Richard Austin is a former Jamaican all rounder who played two Tests for the West Indies in 1978. Austin was one of those players who got an opportunity at the highest level without making an impact. Given the strength of the regional team in the late 70s and his involvement in controversy, he was unable to get a long run in the international arena.
Born in Kingston, Jamaica on September 5, 1954, the allrounder was first part of the West Indies Young Cricketers (now called the West Indies Under-19s) before making his debut as a 20-year old for Jamaica in the 1974/1975 domestic season. According to Cricinfo's Martin Williamson, Austin could bowl either medium pace or off-spin.
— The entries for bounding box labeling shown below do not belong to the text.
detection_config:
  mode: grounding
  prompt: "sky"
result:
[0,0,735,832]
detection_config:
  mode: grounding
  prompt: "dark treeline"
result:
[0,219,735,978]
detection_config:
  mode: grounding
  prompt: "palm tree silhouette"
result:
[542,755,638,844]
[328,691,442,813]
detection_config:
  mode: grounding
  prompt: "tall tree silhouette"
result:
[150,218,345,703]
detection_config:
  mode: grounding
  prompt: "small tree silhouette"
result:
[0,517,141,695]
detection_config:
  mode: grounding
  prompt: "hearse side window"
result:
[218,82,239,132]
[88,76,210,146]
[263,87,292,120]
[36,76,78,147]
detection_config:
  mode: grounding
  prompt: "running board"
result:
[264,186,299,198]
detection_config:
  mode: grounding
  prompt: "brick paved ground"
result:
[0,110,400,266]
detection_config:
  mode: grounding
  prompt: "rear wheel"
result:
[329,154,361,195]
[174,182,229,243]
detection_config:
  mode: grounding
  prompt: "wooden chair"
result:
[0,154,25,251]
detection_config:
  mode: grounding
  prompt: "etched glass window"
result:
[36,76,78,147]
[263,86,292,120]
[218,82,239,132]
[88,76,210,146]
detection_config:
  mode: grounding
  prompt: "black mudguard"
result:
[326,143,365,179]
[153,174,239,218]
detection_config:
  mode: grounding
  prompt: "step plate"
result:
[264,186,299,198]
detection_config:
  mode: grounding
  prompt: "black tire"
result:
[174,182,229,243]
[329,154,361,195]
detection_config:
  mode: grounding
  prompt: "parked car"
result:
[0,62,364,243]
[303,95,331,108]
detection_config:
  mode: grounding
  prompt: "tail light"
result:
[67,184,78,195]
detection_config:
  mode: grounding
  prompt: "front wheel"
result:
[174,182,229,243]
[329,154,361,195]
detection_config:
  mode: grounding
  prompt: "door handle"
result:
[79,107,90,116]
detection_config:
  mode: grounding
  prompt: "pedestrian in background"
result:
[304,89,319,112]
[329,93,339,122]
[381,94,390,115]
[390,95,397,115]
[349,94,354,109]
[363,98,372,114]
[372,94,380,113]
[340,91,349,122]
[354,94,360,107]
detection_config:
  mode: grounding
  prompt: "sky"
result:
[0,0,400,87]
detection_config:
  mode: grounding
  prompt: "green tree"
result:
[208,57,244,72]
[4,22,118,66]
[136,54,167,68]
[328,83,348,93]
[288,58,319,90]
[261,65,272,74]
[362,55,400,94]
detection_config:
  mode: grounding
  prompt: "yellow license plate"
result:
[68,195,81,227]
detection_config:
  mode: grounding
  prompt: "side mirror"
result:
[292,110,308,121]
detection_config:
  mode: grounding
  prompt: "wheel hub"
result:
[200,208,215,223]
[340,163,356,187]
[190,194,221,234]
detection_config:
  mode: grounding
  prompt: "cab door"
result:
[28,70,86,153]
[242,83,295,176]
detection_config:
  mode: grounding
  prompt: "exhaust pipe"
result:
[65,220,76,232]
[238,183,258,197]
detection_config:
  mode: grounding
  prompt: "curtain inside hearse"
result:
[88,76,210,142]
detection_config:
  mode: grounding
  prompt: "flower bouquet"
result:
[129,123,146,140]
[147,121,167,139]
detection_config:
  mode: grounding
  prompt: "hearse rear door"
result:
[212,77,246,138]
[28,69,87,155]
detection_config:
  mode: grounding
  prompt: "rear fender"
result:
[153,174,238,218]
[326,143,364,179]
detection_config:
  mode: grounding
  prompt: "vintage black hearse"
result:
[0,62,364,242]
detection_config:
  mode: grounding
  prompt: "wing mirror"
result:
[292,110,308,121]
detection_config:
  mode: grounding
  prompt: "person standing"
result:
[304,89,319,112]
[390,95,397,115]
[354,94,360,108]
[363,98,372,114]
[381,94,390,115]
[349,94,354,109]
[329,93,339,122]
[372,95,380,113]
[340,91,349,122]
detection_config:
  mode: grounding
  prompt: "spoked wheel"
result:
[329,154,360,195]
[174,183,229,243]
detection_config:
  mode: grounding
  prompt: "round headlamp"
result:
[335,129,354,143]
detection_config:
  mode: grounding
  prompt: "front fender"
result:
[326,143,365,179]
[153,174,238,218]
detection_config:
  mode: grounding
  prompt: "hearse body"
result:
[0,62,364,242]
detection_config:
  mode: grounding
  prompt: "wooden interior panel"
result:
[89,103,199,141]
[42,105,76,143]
Austin earned a West Indies call-up for the 1978 home series against Australia. On debut, he scored only two runs, although the West Indies inflicted an innings defeat on Australia. In the second match, Austin scored 20 runs in what was his second and last innings in Test cricket. As a young cricketer in the late 70s, Kerry Packer's World Series Cricket was an option. Austin was good enough to be a peripheral player in that setup. According to Martin Williamson, the WSC created controversy, which the Jamaican allrounder found himself caught up in.
Austin's First Class record was decent, although not spectacular. The allrounder played only 38 First Class matches between 1974 and 1983. That his First Class career ended at 29 had a lot to do with matters off the field, including his involvement with the rebel tour to apartheid South Africa. That indiscretion earned him a life ban from domestic and international cricket. The absence of the safety net probably caused the Jamaican allrounder to drift hopelessly later in life.
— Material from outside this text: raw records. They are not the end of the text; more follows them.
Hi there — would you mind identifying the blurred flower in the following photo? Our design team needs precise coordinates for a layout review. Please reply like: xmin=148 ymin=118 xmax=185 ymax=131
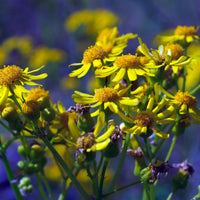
xmin=0 ymin=65 xmax=47 ymax=104
xmin=65 ymin=9 xmax=118 ymax=36
xmin=29 ymin=46 xmax=66 ymax=68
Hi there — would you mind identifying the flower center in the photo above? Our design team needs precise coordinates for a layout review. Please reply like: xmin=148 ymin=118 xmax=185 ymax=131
xmin=27 ymin=87 xmax=49 ymax=101
xmin=175 ymin=91 xmax=197 ymax=107
xmin=60 ymin=111 xmax=78 ymax=129
xmin=83 ymin=46 xmax=107 ymax=63
xmin=135 ymin=111 xmax=154 ymax=127
xmin=165 ymin=44 xmax=184 ymax=60
xmin=115 ymin=54 xmax=141 ymax=68
xmin=0 ymin=65 xmax=23 ymax=86
xmin=94 ymin=88 xmax=119 ymax=102
xmin=76 ymin=134 xmax=95 ymax=150
xmin=174 ymin=26 xmax=198 ymax=35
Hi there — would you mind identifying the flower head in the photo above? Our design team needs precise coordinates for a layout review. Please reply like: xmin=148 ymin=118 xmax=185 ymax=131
xmin=0 ymin=65 xmax=47 ymax=104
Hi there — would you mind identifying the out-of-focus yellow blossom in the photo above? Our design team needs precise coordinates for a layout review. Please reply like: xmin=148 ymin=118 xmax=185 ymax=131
xmin=50 ymin=101 xmax=79 ymax=146
xmin=2 ymin=36 xmax=32 ymax=57
xmin=0 ymin=47 xmax=7 ymax=65
xmin=158 ymin=26 xmax=200 ymax=44
xmin=138 ymin=38 xmax=191 ymax=74
xmin=60 ymin=77 xmax=80 ymax=90
xmin=44 ymin=144 xmax=74 ymax=181
xmin=0 ymin=65 xmax=47 ymax=105
xmin=76 ymin=112 xmax=115 ymax=152
xmin=65 ymin=9 xmax=118 ymax=36
xmin=96 ymin=27 xmax=137 ymax=61
xmin=95 ymin=54 xmax=154 ymax=82
xmin=161 ymin=88 xmax=200 ymax=124
xmin=121 ymin=96 xmax=176 ymax=139
xmin=72 ymin=85 xmax=139 ymax=120
xmin=29 ymin=46 xmax=66 ymax=68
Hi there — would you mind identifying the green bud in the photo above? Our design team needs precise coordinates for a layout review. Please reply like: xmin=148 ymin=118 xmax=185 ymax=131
xmin=37 ymin=97 xmax=51 ymax=111
xmin=42 ymin=108 xmax=56 ymax=122
xmin=2 ymin=106 xmax=19 ymax=123
xmin=172 ymin=169 xmax=189 ymax=191
xmin=17 ymin=144 xmax=29 ymax=157
xmin=104 ymin=142 xmax=119 ymax=158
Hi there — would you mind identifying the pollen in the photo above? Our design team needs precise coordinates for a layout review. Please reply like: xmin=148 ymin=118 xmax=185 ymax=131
xmin=135 ymin=111 xmax=154 ymax=127
xmin=165 ymin=44 xmax=184 ymax=60
xmin=0 ymin=65 xmax=23 ymax=86
xmin=83 ymin=45 xmax=107 ymax=63
xmin=115 ymin=54 xmax=141 ymax=68
xmin=175 ymin=90 xmax=197 ymax=107
xmin=60 ymin=111 xmax=78 ymax=130
xmin=76 ymin=134 xmax=95 ymax=150
xmin=174 ymin=26 xmax=198 ymax=35
xmin=94 ymin=88 xmax=119 ymax=102
xmin=27 ymin=87 xmax=50 ymax=101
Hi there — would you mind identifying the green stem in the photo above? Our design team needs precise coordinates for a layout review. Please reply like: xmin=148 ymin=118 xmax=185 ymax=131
xmin=0 ymin=147 xmax=24 ymax=200
xmin=41 ymin=172 xmax=56 ymax=200
xmin=102 ymin=180 xmax=141 ymax=198
xmin=42 ymin=137 xmax=91 ymax=200
xmin=165 ymin=135 xmax=178 ymax=162
xmin=108 ymin=134 xmax=130 ymax=192
xmin=99 ymin=158 xmax=109 ymax=197
xmin=35 ymin=174 xmax=49 ymax=200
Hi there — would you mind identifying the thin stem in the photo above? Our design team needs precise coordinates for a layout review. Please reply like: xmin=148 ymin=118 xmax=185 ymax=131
xmin=42 ymin=137 xmax=91 ymax=200
xmin=165 ymin=135 xmax=178 ymax=162
xmin=99 ymin=158 xmax=109 ymax=196
xmin=35 ymin=174 xmax=49 ymax=200
xmin=102 ymin=180 xmax=141 ymax=198
xmin=41 ymin=172 xmax=56 ymax=200
xmin=108 ymin=134 xmax=130 ymax=192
From his 38 First Class matches, Austin scored 2,097 runs at an average of 33.82. He had four centuries and 14 half-centuries, with a career-best 141. With the ball, the allrounder managed 73 wickets at an average of 31.21, with a best innings bowling analysis of 8/71. Austin also played one ODI for the Caribbean side in 1978, in which he scored 8 runs and bowled one over for 13 runs.
After his ban for participation in the rebel tours to South Africa, Austin's career and life went downhill. According to Williamson, Austin "became a homeless drug addict." He was an unfulfilled talent—the kind that leaves one wondering what might have been.